In the 'doing something different' vein, it seems to me that rather than racking up more debt we should just accept the short term sharp pain in order to recover faster.

 Real estate investor at 13:57:18
@jeanliu - if there is no manipulation, then slowing demand against a backdrop of increasing supply ultimately means low price. This is great for us, the consumer, not so much for the producers. Don't you want everything to get cheaper. TV's have been getting cheaper for years. I don't hear anyone complaining.

 Real estate investor at 13:52:54
Christopher Alexander - it depends on where the cash is coming from. If it is from central bank money printing, it will temporarily improve the economic outlook but ultimately it will make the next correction worst. See US for a great example of injection not working.

 marina.savchenko at 14:26:00
So many good questions! Thank you everybody. I guess many of them are difficult to answer, but we all are craving for answers.

 Moderator at 14:44:18
Thank you marina.savchenko!

 robertchisholmu... at 14:25:00
While I can see that my earlier questions might partly lie outside the scope of the topic, it is possible to have proper discussion about how the economy has been performing since 2008 / 2009 only if we at least attempt to address my initial set of questions. There are some very big and very serious questions involved there, and they merit serious answers.

 Moderator at 14:45:01
Hello robertchisholmukengineer: as indicated earlier, we will get back to you by email in the next few days. Thank you again for participating.

 logocentric at 14:11:00
Are you concerned that manufacturing hasn't reached 2007 levels? Or is it the case that it is gradually moving into higher value-added sectors, such as aerospace etc, CNC machinist jobs are becoming more available for youth. Is this a good sign. Or would you still suggest that youth stay away from manufacturing and stick to let's say the construction industry?

 Guy Gellatly at 14:50:51
Monthly manufacturing sales returned to their July 2008 level with the release of the July 2014 reference month, followed by offsetting movements in August and September. There is a great deal of interest in how the sector has adapted in both the pre- and post-recession period. There is research available on our site that has examined the changing dynamics of the Canadian economy.

 amartin4 at 14:13:00
Hello Ms. Bloskie and Mr. Gellatly, I've just finished reading your presentation. I found it very interested and it raises many questions. One of your conclusions is the growing gap between the economy and the labour market, represented in part by a decrease in the employability rate. Do you think this is due to deterioration of the labour market, or rather aging of the workforce? Thank you.

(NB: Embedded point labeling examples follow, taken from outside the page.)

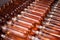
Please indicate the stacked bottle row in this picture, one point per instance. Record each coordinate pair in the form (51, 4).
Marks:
(27, 24)
(51, 26)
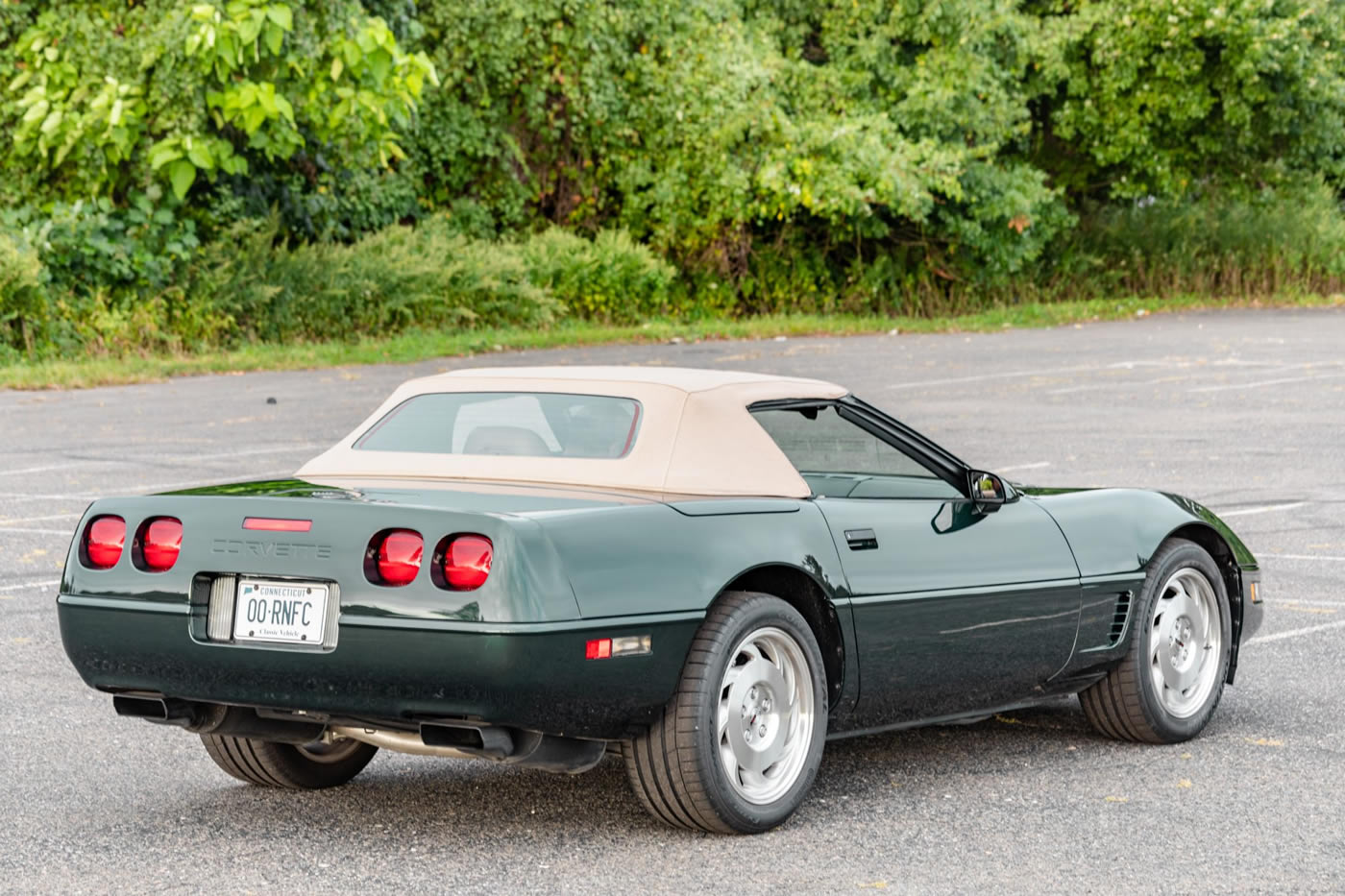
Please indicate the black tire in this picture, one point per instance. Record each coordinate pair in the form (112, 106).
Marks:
(1129, 704)
(675, 767)
(271, 764)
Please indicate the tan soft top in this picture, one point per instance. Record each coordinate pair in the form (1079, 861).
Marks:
(696, 436)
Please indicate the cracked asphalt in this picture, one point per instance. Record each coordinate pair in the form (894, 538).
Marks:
(1240, 409)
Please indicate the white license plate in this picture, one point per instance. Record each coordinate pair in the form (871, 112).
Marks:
(289, 613)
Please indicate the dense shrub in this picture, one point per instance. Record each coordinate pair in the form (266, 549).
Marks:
(1219, 244)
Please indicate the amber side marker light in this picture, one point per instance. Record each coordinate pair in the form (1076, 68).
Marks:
(266, 523)
(609, 647)
(394, 557)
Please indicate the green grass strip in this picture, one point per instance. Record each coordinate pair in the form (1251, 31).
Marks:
(420, 345)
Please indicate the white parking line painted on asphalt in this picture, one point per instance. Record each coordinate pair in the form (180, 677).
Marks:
(134, 458)
(1267, 509)
(1044, 372)
(1036, 466)
(1268, 382)
(1325, 557)
(1293, 633)
(27, 470)
(31, 584)
(23, 520)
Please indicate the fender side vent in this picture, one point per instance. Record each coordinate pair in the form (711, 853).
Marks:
(1118, 618)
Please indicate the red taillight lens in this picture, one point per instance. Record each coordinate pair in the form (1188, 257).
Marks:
(399, 557)
(467, 561)
(266, 523)
(104, 541)
(160, 543)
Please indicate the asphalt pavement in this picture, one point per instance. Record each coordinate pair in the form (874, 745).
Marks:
(1240, 409)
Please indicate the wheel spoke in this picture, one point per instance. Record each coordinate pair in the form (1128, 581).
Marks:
(764, 721)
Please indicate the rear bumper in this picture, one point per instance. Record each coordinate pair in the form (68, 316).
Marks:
(526, 675)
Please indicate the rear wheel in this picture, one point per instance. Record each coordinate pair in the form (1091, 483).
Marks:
(1173, 675)
(296, 767)
(740, 742)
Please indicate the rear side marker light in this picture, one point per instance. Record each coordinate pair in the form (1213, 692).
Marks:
(158, 544)
(464, 561)
(266, 523)
(104, 540)
(627, 646)
(394, 557)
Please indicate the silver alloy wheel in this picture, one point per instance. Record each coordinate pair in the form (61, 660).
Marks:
(1186, 642)
(766, 714)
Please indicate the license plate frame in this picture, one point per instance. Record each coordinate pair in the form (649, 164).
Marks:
(291, 613)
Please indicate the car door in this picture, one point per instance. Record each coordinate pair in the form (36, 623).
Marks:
(955, 608)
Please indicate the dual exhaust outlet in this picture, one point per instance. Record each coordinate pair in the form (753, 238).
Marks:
(450, 739)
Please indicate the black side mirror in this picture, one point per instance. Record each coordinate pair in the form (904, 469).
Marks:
(988, 492)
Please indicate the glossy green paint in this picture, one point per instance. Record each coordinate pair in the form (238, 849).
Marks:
(974, 611)
(984, 610)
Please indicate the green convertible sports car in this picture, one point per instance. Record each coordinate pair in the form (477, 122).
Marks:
(706, 572)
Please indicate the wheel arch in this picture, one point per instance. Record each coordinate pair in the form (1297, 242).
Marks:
(1217, 546)
(802, 591)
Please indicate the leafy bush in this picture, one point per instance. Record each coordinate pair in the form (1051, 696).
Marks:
(22, 299)
(234, 170)
(94, 247)
(611, 278)
(382, 284)
(110, 97)
(1226, 244)
(1152, 97)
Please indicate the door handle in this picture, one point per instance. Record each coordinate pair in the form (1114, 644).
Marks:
(861, 539)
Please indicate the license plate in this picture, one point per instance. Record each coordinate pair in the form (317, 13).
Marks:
(289, 613)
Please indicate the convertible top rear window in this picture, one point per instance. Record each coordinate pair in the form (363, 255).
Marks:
(528, 424)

 Cyndi Bloskie at 14:57:53
Thank you very much for your interest. There was a decrease in the total employment rate after the recession. We see that the aging of the population is affecting the employment rate, as confirmed in the Labour Force Survey's Daily releases. The employment rate of persons 55 years and older is at a record high. For more labour force data, please consult the Labour force survey estimates (LFS), by sex and age group, seasonally adjusted and unadjusted.

 Moderator at 14:58:00
The chat session is now over. Thank you for your questions and comments! If our experts did not have a chance to respond to your question, we will follow up with you by email in the next few business days. The full transcript of this chat session will be made available on our website shortly. Have a great day!